The lightness of his early books was gone. Much of the humor was gone. His writing was denser, plainer, devoid of ornamentation. His gift for summing up a landscape was as strong as ever, but even more abbreviated, the effects concentrated in just a few words, a flash of light, an intrusion of weather, the texture of stone or wood or fading light sharply rendered. His writing acquired a wintry stoicism, full of fine shadings of a single color, powerful for its being monochromatic; a lushness was lost, but he had never trusted lushness. And now, in travel, he let people speak for themselves — sometimes for a dozen pages of monologue, in his attempt to devise a new sort of travel book, which was a chorus of people talking about their lives, a chain of voices, with hardly any intervention on his part.

There was always a lesson for me. I was not so sure that native monologues were the best way to write about a distant country. Vidia always said, “Make the reader see.” All that talking, like those ten-page confessional speeches in a Russian novel, blurred my vision. His more recent books were shaped like Studs Terkel’s tape-recorded narratives, but of a heartless and selective sort — tendentious, a word that Vidia hardly ever used.

He did not parody himself, but he had kept to his habit of thinking out loud. Saying “It’s Major” was his way of testing the possibility on me.

I took it that way. He was trying it out, and also, in his heart, he believed it to be true.

Another day he said, “Can you meet me in Kensington?”

I said yes, and met Vidia at the appointed place, a crimson telephone booth on a side street.

“Please make a phone call for me,” he said.

Following his instructions, I dialed the number, made the call, and asked for a certain woman; I had made no comment when Vidia told me the woman’s name was Margaret. She was summoned to the phone by the man who had answered me in a chilly voice, as though he suspected the ruse. I told Margaret that Vidia would call at a particular time.

“It’s much too boring to explain,” Vidia said after I hung up.

He did not have to explain. It was no mystery to me that such a wonderful writer could speak of his present work as Major, and be a guest at Garden Party at Buckingham Palace ( The Lord Chamberlain is commanded by Her Majesty to invite …), and the next moment would implore me like a child to dial a telephone number, because — surely? — he feared his own undisguisable voice might provoke an unwelcome reaction. He didn’t want to be told off. He was human.

Now I knew, as only a friend can, that for all his apparent strength, he could also be weak and unsure, and even unfair, with a coldly sarcastic streak. He looked at the populous continent of Africa and said, “Bow-and-arrow men!” or “Cuffy!” He glanced across the English Channel at Holland and said, “Potato eaters!” He frowned at the whole of the Middle East and grunted, “Mr. Woggy.”

But he had also written subtly of Africa, and appreciatively of Europe, and as for the Middle East, he had written an entire book about Islam. So, while I tried to see him clearly, I kept from judging what I did not understand.

At its most profound, friendship is not a hearty, matey celebration of linked arms and vigorous toasts; it is, rather, a solemn understanding that is hardly ever discussed.
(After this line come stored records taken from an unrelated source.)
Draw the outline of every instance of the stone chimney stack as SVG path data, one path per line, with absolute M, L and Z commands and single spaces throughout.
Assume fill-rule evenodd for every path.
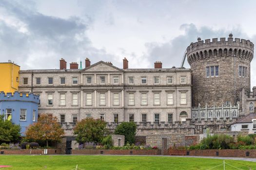
M 253 95 L 256 96 L 256 86 L 253 87 Z
M 110 62 L 110 61 L 107 61 L 106 63 L 107 63 L 107 64 L 108 64 L 111 65 L 111 66 L 113 66 L 113 64 L 112 64 L 112 63 L 111 63 L 111 62 Z
M 67 62 L 62 58 L 59 60 L 59 69 L 67 69 Z
M 85 68 L 87 68 L 90 66 L 91 66 L 91 62 L 90 61 L 89 58 L 86 58 L 85 59 Z
M 156 61 L 155 62 L 155 68 L 162 68 L 162 62 Z
M 128 69 L 128 61 L 126 58 L 124 57 L 123 59 L 123 69 Z
M 78 64 L 77 62 L 70 63 L 70 69 L 78 69 Z

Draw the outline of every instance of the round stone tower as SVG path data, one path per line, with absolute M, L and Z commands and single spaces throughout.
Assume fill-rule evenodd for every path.
M 197 38 L 187 48 L 192 73 L 192 105 L 234 105 L 239 92 L 250 89 L 250 64 L 254 44 L 233 38 Z

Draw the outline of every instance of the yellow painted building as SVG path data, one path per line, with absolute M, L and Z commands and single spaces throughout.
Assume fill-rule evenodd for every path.
M 0 63 L 0 91 L 13 93 L 19 90 L 20 68 L 11 62 Z

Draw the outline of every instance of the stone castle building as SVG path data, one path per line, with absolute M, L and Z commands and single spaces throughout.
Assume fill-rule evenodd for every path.
M 233 38 L 197 39 L 187 48 L 192 76 L 192 105 L 236 105 L 239 91 L 250 91 L 254 44 Z M 249 93 L 248 93 L 249 94 Z
M 58 118 L 67 136 L 76 122 L 101 119 L 113 130 L 119 122 L 134 121 L 137 135 L 202 134 L 227 130 L 230 124 L 255 111 L 256 87 L 250 92 L 249 40 L 214 38 L 187 48 L 191 68 L 122 68 L 100 61 L 78 69 L 60 60 L 59 69 L 20 71 L 19 89 L 40 96 L 39 113 Z M 248 96 L 248 95 L 249 95 Z

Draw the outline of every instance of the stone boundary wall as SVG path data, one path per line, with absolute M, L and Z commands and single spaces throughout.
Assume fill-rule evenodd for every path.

Friends rarely use the word “friendship” and seldom speak of how they are linked. There is a sort of trust that is offered by very few people; there are favors very few can grant: such instances are the test of friendship. With your ego switched off, you accept this person — his demands, his silences — and it is reciprocal. The relationship does not have the hideous complexity of a family’s sibling rivalry — that struggling like crabs in a basket. Nor does it have the heat of romantic love or the contractual connection of marriage. Yet a sympathy as deep as love springs from the moment you detect any disturbance or intimation of inadequacy in this other person. You take the rest on faith. It is not belief but acceptance, and even a kind of protection.
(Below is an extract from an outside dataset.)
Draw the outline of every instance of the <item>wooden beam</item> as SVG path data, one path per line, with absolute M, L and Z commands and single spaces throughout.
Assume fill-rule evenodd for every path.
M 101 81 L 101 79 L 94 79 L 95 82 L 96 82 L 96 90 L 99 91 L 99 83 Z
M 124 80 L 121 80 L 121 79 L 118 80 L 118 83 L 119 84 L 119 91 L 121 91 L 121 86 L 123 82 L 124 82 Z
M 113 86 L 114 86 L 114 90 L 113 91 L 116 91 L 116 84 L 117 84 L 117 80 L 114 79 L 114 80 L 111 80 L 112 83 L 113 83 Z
Friendship arises less from an admiring love of strength than a sense of gentleness, a suspicion of weakness. It is compassionate intimacy, a powerful kindness, and a knowledge of imperfection. Conversely, the attraction of power seems to me purely sexual in origin, something to do with advancing and strengthening the symmetry in the species, and with animals looking for mates. In the natural world the weak or wounded are outrun and eaten by predators. There are plenty of robust courtships among animals, and the strong have flocking instincts and a pack mentality: animal species succeed because they reject the lame and the halt. Geeks and wimps in the animal world are left to die. Friendship is peculiarly human, and all the implications of friendship lead inevitably to the conclusion that friends make bad mates.
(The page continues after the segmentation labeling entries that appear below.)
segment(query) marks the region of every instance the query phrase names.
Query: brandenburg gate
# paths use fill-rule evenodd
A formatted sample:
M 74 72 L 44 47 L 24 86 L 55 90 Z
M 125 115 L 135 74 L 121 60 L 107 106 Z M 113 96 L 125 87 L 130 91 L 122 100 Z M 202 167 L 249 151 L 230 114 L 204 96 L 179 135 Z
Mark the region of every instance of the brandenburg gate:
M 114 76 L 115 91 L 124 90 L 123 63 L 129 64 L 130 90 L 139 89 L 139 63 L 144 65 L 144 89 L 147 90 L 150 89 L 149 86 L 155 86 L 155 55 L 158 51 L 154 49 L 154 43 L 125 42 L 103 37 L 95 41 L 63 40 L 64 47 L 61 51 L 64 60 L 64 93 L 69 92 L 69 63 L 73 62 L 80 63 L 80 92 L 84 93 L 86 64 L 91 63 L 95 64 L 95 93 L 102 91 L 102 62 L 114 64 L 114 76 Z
Humans like each other for opposite reasons, because although we might be weak and ineffectual, we are still kind. We have that in common, and much else: our intelligence and sympathy and self-respect. Vidia had liked me long ago in Africa. Before I had dared to admit that I wanted to write a book, he had said, “You’re a writer.”

How helpless I must have seemed. But he saw other strengths in me, something in my heart. He saw my soul in my face, my art in the lines of my palm, my ambition and moods in the slope and stroke of my handwriting.

I had thought he was very strong. We became friends. I saw that he had many weaknesses — and he saw mine. It made us better friends. Most writers are cranks, so friendship among them is rare, and they end up loners. I was lucky.

Friendship means favors. Our friendship had started with a favor, Vidia’s saying “Do you have a motorcar?” And soon after, he did me the favor of reading some things I had written. He was under no obligation; he hardly knew me; I was not his student. The favors were reciprocal. Often the same favor helped both of us. I read The Mimic Men in proof form for typos; that was my favor to him. He allowed me the first glimpse of The Mimic Men and I learned a great deal; that was his favor to me.

As the years passed, he would ask me for simple mysterious favors, like dialing the telephone number. Now and then he asked me to read the typescript of a book.

A writer asks a friend to read something in typescript — a smudged provisional form — in order to be encouraged. In this lonely and paranoia-inducing job we need friendly words. And unless a writer already thinks a piece of writing is very good, he does not hand it over for inspection and favorable comment. After that, with publication, there are many judgments, but by then the writer has moved on to something else. So the first look and the first praise is crucial, and often it is all that matters. It is a privileged peep into the heart of a writer at his most vulnerable. No writer would allow it unless praise was expected.